1998 novel by Jane Hamilton

The Short History of a Prince is a novel by American author Jane Hamilton, published in 1998 by Random House. The book is a domestic drama set in the 1970s and 1990s. It was shortlisted for the 1999 Women's Prize for Fiction.

==Summary==
The novel follows protagonist Walter McCloud, a gay ballet student in Illinois. The chapters jump back and forth between the 1970s and 1990s. As McCloud grows older, he must face the loss of family members and come to terms with his guilt.

==Reception==
The Short History of a Prince received mostly positive reviews.
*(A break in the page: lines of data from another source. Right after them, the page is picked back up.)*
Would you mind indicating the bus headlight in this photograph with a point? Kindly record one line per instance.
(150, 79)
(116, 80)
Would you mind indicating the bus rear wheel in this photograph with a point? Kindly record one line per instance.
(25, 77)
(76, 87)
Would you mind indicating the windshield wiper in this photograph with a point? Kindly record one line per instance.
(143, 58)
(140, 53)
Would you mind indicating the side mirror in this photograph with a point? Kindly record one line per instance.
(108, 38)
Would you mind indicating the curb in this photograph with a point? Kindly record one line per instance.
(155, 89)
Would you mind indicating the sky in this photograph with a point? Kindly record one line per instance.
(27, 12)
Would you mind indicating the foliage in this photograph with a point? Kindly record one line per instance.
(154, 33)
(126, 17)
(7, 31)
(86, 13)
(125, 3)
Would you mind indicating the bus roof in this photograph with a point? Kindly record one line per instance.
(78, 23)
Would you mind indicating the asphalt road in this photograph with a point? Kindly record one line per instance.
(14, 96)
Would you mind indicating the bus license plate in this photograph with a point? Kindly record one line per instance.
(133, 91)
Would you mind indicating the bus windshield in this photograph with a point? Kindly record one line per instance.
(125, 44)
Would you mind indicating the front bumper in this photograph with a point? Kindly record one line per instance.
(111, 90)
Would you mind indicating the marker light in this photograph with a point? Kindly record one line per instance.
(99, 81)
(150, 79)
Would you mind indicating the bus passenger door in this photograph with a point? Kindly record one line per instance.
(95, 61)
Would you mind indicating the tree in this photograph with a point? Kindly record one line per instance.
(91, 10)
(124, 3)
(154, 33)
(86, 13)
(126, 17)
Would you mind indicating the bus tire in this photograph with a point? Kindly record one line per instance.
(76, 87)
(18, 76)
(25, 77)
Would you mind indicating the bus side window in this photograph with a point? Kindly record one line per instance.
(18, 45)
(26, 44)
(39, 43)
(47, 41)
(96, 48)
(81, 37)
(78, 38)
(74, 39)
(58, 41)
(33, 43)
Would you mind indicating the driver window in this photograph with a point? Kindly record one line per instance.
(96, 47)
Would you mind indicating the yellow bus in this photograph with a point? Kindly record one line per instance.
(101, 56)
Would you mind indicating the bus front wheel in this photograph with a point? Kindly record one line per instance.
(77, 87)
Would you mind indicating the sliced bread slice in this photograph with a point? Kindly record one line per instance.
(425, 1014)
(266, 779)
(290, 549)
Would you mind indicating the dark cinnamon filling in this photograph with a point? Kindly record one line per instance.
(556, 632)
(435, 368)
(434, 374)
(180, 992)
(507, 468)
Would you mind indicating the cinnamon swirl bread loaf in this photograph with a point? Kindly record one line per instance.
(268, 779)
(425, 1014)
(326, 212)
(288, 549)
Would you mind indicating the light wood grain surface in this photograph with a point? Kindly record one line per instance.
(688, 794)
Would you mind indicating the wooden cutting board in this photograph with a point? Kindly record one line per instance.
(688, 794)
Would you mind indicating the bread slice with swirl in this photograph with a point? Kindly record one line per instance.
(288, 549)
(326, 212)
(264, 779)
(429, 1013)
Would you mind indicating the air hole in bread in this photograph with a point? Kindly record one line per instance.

Kirkus Reviews described the book as a "lyrical, bighearted novel that won't easily be forgotten" and praised its characters.

The Capital Times offered a mixed review, criticizing the character's "over-polished" and staged" dialogue but praising Hamilton's "vivid and elegant" prose.

==Awards==
The Short History of a Prince was shortlisted for the Women's Prize for Fiction in 1999.